How? I mean, when you write stuff, does it just flow out of you, or is that basically what you do in your free time?
I think that most of the problem of writing something is actually deciding to sit down and write. The rest is not that difficult, once you have had some practice.
Personally i am lazy, and my publications made me even lazier fast... But i can write 10 pages in thirty minutes, if i decide to actually write.
Once i wrote 300 pages in two weeks, so around 20 a day, and in theory i could write up to 50 pages a day (if i do nothing else that day that is). So it is not impossible to reach 10K pages in 7 years.
I think that most of the trouble with writing a lot is that you have to hit a nerve, so to speak. Then you just want to express yourself.
No. A true artist knows when to leave alone. And a true artwork, that lasts forever in the public's mind, is never complete in any way. Once an artwork is complete, it is already en route to being forgotten. Save completed artworks for the also-rans.

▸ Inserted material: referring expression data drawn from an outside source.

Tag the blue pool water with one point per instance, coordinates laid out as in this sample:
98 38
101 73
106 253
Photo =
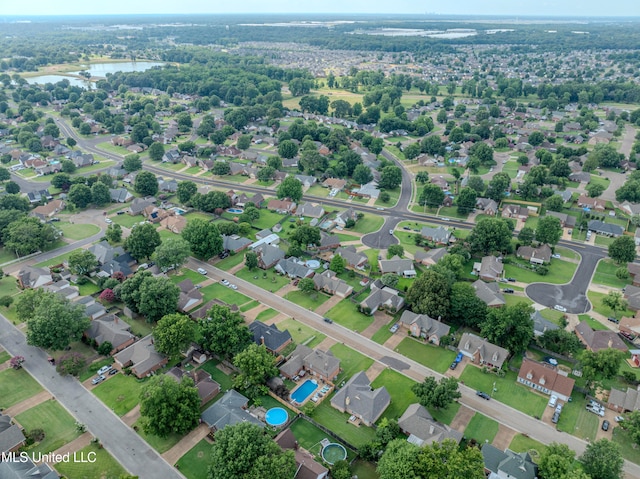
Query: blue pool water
307 388
276 416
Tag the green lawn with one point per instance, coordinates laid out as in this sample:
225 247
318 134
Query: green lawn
598 307
301 333
606 274
195 463
351 361
508 390
560 272
16 386
121 393
346 313
481 428
368 224
58 425
434 357
76 231
307 301
399 388
104 466
160 444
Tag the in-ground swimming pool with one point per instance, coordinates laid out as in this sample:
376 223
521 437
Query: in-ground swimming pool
334 452
305 390
276 416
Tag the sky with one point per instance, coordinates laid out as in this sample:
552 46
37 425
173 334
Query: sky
456 7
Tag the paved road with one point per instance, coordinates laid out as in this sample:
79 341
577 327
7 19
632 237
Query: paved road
506 415
128 448
572 295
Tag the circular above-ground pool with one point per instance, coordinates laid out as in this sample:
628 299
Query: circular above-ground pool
334 452
276 416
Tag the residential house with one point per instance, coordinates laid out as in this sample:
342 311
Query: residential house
190 296
597 204
632 295
507 464
605 229
328 282
566 221
423 326
293 268
597 340
490 269
110 329
546 379
229 410
32 277
541 325
489 293
539 255
515 211
310 210
353 258
357 398
44 212
281 206
268 256
306 466
270 336
382 296
487 205
315 362
174 223
422 429
396 265
481 351
429 258
207 387
439 235
141 357
11 436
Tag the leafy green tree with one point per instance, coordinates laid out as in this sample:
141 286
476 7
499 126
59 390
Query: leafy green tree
430 294
82 261
615 301
55 323
146 183
173 333
256 365
171 253
203 238
168 406
186 190
437 394
549 230
490 235
132 163
602 460
143 241
510 327
158 298
156 151
80 195
622 249
224 332
244 451
290 188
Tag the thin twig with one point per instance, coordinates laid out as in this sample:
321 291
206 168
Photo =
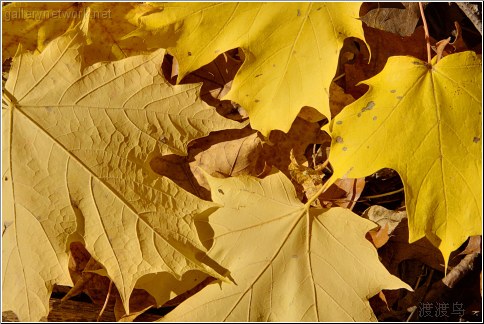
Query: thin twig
106 301
466 8
427 36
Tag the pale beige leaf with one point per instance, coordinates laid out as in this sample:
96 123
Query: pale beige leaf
79 144
288 263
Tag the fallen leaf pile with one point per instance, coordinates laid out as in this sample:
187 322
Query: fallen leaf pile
212 157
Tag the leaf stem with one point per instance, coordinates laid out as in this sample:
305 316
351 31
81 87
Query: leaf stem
106 301
326 185
426 29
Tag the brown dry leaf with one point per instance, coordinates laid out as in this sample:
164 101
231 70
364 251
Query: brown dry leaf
379 237
401 21
139 302
34 25
86 281
311 180
385 217
217 79
338 99
474 245
276 151
343 193
445 47
398 249
222 154
383 45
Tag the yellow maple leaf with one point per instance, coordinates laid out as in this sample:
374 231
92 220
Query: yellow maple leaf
288 262
425 122
76 150
291 50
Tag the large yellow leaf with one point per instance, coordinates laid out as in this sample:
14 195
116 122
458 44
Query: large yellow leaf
291 50
288 263
77 147
34 25
424 122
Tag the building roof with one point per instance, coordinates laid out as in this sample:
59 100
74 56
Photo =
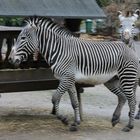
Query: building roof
51 8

Well, a work can never be complete anyway, in reality, since it would be like saying you have completed writing down all of the numbers that exist. You can generalize a lot, use infinity symbols, use definitions such as "narural numbers", but you could never write all of them in any more presentable way. And then of course the mind is a lot more complicated than just a number progression.
But i think that some degree of volume is needed for a work to be seen, on the whole, as classic, if one seeks to have a more overall view of humanity by it. Sure there are classics which are very small, such as Jacobs' The Monkey's Paw, but that is just a short story, not an insight to life. Besides, "everything is complicated, because it reflects the universe, whose main characteristic is complexity" as Borges wrote.